Forest Parameter Prediction by Multiobjective Deep Learning of Regression Models Trained with Pseudo-Target Imputation
This work addresses the challenge of limited ground reference data in forest monitoring for environmental scientists and remote sensing practitioners, offering an incremental improvement through semi-supervised learning.
The paper tackles the problem of predicting forest parameters from remote sensing data by imputing a small sample of ground reference data with pseudo-targets from existing prediction maps, which increases training data and enables deep learning for semi-supervised regression. The result shows that this approach surpasses traditional airborne laser scanning-based regression models in above-ground biomass and stem volume predictions across diverse forest types.

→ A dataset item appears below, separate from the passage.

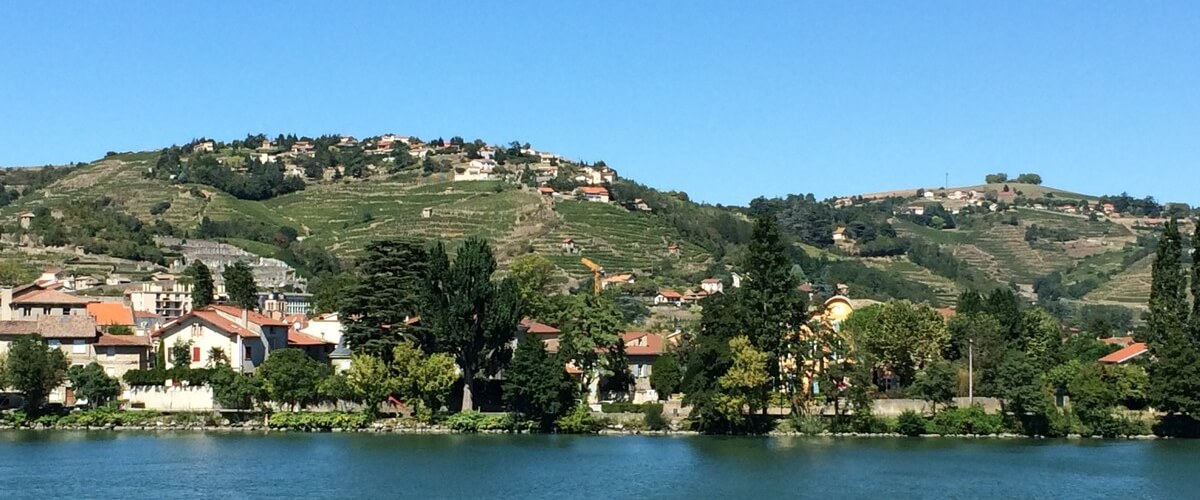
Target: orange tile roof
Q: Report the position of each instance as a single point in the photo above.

In prediction of forest parameters with data from remote sensing (RS), regression models have traditionally been trained on a small sample of ground reference data. This paper proposes to impute this sample of true prediction targets with data from an existing RS-based prediction map that we consider as pseudo-targets. This substantially increases the amount of target training data and leverages the use of deep learning (DL) for semi-supervised regression modelling. We use prediction maps constructed from airborne laser scanning (ALS) data to provide accurate pseudo-targets and free data from Sentinel-1's C-band synthetic aperture radar (SAR) as regressors. A modified U-Net architecture is adapted with a selection of different training objectives. We demonstrate that when a judicious combination of loss functions is used, the semi-supervised imputation strategy produces results that surpass traditional ALS-based regression models, even though \sen data are considered as inferior for forest monitoring. These results are consistent for experiments on above-ground biomass prediction in Tanzania and stem volume prediction in Norway, representing a diversity in parameters and forest types that emphasises the robustness of the approach.